The first day of winter, and a mild but still wintry looking day - the trees and grasses a little bleak.

The news this week also a little (a lot) bleak: unprecedented and seemingly catastrophic bleaching of the Great Barrier Reef, and all that it signifies about what we are continuing not to do to respond to climate change.

I feel oppressed and made powerless by the huge inertia pervading our politics and economic life in the face of all this. And I wonder about prayer and its effect. Can praying make a difference? 

Two things seem true to me. One is that consciousness or awareness affects the field of energy. The second is that the quality of consciousness or awareness is internally related to the quality of attention. We know this in our experience. When someone pays true attention to us, is aware of us and present to us, then our well-being is affected. Something life-giving seems to happen in the energetic field.

Simone Weil says that prayer is about attention. It's the willingness to be present to, to pay attention to the other, free of self-regard or self-consciousness. Sometimes I get the sense that it's about being consciously available as place, a channel for the life-sustaining and renewing energy of the Creator in the world. The Spirit praying within us with sighs too deep for words. 

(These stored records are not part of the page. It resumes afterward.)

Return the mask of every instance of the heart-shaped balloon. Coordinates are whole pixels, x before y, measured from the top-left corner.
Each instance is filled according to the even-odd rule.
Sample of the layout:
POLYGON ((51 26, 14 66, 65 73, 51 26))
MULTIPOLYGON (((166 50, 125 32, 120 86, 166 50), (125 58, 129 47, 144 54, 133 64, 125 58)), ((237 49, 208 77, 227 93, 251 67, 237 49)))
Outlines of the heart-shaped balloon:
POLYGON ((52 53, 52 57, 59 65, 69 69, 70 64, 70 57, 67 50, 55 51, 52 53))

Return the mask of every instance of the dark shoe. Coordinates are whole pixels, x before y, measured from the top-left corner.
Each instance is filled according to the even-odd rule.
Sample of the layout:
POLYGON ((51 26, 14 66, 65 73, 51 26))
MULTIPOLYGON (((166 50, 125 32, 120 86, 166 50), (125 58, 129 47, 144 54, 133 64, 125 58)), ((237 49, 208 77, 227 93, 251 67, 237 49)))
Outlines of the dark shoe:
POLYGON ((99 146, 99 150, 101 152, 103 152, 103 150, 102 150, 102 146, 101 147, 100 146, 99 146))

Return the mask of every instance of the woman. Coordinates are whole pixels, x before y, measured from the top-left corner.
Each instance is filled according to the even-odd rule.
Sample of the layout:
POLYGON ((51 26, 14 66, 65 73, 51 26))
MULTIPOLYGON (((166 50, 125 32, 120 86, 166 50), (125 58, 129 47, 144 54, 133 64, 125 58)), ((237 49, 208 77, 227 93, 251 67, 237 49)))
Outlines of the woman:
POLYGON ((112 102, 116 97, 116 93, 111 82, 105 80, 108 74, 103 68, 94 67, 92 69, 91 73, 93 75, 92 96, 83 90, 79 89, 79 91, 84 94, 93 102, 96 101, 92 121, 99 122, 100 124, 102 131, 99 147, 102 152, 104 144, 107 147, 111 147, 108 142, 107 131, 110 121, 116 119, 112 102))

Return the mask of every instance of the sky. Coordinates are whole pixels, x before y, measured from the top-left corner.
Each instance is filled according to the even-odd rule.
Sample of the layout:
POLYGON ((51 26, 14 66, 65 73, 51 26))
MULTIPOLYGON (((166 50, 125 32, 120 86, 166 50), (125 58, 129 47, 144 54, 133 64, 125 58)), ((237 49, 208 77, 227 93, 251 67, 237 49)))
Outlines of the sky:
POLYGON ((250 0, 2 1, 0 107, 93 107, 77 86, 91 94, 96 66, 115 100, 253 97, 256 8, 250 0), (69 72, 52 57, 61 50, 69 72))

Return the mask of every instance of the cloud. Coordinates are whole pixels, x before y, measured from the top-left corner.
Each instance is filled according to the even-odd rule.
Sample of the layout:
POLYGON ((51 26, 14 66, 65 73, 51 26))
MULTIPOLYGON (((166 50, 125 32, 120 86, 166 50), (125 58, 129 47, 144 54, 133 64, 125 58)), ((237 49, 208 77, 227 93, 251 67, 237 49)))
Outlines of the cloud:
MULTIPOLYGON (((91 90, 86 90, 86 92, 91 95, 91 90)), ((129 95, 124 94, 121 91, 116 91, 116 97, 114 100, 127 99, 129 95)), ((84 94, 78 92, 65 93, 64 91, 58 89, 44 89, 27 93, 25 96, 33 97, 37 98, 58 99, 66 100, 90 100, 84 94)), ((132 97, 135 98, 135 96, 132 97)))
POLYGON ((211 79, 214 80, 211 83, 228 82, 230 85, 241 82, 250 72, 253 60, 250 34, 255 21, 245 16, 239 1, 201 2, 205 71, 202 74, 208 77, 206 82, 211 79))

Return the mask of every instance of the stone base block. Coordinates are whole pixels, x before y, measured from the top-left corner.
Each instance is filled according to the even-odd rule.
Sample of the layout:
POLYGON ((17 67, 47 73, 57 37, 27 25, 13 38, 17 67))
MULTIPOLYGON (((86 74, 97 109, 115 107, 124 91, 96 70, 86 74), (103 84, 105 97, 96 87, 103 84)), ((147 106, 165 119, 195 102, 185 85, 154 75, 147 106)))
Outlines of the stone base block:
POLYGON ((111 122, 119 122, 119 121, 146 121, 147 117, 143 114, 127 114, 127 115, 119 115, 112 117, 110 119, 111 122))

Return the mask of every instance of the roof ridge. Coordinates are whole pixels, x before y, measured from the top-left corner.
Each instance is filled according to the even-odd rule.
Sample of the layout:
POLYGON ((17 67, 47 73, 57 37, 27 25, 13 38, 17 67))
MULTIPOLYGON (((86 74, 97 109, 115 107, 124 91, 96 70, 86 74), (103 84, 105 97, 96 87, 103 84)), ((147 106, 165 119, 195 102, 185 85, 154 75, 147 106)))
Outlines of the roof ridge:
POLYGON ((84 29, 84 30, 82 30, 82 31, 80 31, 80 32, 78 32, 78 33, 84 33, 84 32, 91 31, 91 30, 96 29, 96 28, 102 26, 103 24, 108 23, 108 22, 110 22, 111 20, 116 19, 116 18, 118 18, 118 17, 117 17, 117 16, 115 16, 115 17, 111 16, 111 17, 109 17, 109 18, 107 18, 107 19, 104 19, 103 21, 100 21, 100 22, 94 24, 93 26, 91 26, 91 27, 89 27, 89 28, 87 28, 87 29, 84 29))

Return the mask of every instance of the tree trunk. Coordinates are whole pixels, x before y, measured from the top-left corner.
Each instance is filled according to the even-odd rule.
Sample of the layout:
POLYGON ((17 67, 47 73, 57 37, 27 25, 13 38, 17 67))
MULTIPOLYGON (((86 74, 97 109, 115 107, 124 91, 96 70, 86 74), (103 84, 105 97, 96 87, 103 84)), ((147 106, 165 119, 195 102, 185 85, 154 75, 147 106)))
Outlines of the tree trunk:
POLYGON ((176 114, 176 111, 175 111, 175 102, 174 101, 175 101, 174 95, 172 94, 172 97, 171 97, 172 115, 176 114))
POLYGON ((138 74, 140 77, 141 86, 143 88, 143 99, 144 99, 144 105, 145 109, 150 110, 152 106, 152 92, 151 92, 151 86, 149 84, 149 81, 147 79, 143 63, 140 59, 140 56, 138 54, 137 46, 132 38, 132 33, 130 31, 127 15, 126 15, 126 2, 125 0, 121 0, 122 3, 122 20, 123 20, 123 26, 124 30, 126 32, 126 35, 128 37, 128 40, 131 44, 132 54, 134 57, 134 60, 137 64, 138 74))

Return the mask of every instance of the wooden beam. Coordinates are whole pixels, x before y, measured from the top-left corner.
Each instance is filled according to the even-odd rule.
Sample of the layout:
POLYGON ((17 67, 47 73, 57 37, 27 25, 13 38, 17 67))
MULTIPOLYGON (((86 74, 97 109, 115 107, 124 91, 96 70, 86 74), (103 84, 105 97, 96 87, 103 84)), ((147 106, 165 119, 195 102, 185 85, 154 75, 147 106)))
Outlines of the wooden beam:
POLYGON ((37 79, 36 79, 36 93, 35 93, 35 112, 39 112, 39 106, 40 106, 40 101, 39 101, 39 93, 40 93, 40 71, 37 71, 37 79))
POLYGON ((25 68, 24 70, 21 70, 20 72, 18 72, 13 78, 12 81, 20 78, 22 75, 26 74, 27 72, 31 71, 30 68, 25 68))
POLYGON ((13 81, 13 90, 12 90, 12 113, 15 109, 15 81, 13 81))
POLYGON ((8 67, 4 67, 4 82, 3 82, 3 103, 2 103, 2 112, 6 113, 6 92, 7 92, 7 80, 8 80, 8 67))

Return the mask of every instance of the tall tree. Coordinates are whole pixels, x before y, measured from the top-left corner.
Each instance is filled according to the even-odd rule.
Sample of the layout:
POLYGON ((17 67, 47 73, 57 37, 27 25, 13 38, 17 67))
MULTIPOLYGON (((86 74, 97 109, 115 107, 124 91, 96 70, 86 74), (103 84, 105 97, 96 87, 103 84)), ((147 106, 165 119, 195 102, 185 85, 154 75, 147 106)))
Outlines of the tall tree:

To offer myself as that place requires being with the pain of it all - the suffering of the world, and my own grief and fear. What's important is not to dramatise and get in the way, and at the same time not to avoid and deny. It's rather bearing with, enduring, undergoing. There's energy in that, I sense - it's the work of redemption.




Shalom, Sarah



1 comment:

  1. Thank you Sarah, for these words about prayer. As you suggest, it is easy to feel overwhelmed by the struggles and devastations in the world. These words encourage us to keep faith with noticing, naming, and acknowledging our helplessness whilst also trusting that every whispered longing for healing and prayer of hope matters. Your words evoke for me the image of the surrendered stance, in which we do nothing but hold open our heart to what is and what may be possible. In this space there is room for our sorrow and unknowing, for all that troubles us about our world...and there is room to sense our connectedness to the deeper, living energy that we can trust.